Vers des blancs d’auteur : altitude et exposition au cœur des choix modernes
Les vignerons du Roussillon, comme d’ailleurs, jouent aujourd’hui avec l’altitude et l’exposition comme on compose une mélodie : pour la fraîcheur, pour l’élégance, pour la vérité du paysage. Certains n’hésitent plus à replanter là-haut, à varier les orientations rang par rang, à récolter de nuit, pour garder la fougue du blanc malgré la chaleur.

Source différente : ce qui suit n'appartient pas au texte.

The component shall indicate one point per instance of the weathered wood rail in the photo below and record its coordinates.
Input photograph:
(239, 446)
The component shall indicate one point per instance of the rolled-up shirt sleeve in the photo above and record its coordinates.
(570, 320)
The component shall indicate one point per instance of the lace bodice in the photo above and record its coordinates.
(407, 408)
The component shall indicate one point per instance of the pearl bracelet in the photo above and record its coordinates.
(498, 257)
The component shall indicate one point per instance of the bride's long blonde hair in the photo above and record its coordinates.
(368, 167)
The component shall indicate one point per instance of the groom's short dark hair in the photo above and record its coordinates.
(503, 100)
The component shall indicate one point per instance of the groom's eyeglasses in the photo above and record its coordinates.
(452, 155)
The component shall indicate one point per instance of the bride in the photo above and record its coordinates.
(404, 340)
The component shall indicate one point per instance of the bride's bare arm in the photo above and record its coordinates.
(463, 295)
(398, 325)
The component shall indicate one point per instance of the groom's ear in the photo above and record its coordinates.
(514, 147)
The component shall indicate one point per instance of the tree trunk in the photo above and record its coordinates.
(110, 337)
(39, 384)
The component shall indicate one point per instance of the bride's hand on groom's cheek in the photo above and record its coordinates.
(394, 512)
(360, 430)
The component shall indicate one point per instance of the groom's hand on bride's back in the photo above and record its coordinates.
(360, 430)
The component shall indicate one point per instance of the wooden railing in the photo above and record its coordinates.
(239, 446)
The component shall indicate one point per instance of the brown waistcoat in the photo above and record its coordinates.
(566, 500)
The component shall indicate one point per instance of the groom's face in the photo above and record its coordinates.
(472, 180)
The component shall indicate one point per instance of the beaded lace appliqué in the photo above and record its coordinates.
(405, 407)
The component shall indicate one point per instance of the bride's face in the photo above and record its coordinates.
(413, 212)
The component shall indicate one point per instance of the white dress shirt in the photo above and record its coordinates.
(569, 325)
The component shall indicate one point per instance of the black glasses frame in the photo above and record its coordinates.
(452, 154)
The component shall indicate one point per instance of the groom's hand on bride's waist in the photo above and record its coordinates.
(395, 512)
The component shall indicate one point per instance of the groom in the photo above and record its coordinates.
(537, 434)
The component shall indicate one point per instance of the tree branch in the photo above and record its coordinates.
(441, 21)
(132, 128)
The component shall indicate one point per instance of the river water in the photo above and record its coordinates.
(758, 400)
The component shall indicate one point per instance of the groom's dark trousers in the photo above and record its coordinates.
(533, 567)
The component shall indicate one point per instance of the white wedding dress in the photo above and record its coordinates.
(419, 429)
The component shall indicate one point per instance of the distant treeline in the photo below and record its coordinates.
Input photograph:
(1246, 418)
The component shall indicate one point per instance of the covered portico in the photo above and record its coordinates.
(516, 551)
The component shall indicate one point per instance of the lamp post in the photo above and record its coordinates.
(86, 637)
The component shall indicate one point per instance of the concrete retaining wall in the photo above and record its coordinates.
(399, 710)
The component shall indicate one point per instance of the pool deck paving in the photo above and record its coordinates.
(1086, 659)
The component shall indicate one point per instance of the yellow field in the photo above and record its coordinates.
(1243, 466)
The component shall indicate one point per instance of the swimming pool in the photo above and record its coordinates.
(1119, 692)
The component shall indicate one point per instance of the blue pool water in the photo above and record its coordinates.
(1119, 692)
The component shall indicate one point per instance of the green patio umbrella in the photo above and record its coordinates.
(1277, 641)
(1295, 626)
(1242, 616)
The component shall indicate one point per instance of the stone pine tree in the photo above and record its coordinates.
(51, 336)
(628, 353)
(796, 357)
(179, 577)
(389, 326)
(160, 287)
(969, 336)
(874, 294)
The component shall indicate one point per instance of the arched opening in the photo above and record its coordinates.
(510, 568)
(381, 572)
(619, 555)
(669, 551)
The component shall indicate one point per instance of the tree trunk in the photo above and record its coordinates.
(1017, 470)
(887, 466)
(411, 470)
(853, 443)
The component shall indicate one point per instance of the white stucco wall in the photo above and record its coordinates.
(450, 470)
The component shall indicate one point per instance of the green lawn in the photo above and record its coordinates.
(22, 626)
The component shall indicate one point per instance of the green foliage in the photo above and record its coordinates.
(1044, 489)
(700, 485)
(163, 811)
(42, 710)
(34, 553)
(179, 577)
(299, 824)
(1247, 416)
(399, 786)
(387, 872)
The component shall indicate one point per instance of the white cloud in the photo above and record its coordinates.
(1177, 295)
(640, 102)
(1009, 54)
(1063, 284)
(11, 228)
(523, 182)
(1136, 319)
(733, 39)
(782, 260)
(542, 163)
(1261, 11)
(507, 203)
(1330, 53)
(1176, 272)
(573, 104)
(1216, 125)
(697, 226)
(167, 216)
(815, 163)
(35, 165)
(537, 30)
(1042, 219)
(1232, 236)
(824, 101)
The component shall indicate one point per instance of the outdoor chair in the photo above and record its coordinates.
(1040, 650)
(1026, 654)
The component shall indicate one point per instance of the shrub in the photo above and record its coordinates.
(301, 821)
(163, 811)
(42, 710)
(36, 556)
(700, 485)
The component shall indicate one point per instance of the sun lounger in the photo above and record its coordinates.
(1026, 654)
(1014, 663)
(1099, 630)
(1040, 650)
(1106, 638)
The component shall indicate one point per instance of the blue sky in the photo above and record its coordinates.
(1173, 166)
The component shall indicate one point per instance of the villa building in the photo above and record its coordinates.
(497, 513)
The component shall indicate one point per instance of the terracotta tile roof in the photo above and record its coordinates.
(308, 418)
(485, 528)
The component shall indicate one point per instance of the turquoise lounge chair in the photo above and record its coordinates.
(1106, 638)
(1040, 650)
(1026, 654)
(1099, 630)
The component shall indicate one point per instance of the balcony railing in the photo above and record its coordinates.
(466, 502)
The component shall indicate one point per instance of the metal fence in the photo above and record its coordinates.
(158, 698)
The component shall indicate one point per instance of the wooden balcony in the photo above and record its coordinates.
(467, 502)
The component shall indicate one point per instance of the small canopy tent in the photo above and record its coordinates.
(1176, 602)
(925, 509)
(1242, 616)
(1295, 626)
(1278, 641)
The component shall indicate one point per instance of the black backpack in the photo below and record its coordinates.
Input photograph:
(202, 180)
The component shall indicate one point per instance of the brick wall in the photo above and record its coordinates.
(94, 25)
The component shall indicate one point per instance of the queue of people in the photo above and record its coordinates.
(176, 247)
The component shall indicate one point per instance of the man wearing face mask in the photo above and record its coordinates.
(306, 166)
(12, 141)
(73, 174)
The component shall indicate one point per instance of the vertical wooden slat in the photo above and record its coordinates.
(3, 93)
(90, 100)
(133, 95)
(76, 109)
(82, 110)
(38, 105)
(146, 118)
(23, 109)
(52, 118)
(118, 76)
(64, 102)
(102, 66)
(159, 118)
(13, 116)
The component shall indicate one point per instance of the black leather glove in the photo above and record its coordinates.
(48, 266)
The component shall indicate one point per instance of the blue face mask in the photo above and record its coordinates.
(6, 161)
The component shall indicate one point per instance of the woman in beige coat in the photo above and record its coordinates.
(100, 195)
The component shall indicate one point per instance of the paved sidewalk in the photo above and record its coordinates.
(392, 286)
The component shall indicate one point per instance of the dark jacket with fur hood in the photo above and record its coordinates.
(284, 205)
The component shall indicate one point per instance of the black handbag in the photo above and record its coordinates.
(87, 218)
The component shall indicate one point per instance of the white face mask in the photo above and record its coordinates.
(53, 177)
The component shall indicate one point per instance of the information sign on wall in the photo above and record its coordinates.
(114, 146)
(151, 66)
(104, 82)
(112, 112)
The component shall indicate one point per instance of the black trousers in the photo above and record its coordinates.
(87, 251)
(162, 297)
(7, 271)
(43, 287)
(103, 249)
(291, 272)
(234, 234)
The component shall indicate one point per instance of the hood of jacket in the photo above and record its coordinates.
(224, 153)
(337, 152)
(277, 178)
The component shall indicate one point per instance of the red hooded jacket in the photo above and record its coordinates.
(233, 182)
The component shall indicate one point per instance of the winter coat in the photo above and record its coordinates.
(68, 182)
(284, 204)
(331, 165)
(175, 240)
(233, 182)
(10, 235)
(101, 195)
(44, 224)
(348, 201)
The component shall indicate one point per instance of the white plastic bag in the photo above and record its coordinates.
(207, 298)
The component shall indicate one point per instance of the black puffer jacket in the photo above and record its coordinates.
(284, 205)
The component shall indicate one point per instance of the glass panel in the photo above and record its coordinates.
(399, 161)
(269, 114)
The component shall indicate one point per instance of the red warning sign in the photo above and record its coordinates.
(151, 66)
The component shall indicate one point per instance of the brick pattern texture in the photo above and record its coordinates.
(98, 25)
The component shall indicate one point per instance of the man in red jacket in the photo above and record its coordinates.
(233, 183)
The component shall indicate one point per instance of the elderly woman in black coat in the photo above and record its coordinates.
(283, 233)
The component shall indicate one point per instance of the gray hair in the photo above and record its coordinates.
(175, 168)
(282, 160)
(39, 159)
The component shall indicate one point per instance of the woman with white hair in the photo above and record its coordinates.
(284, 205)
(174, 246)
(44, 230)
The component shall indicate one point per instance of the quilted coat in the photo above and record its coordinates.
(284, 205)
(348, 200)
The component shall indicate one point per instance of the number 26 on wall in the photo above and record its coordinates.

Face au défi climatique, repenser l’emplacement de la vigne devient aussi essentiel que choisir un cépage ou une méthode de vinification. L’altitude apporte la réponse physiologique (prolonger la maturation, préserver les acides, structurer le vin), l’exposition la touche d’horloger (moduler l’ensoleillement selon la saison, protéger le fruit, révéler l’expression maximale du cépage).
Demain, le vin blanc du Roussillon — et d’ailleurs — ne sera pas seulement l’écho d’une variété ou d’un sol, mais l’histoire exacte d’une pente, d’une lumière, d’une brise nocturne. Ce dialogue intime, entre vigne et paysage, continuera d’écrire, souvent à l’abri des regards, l’avenir des grands blancs du Sud.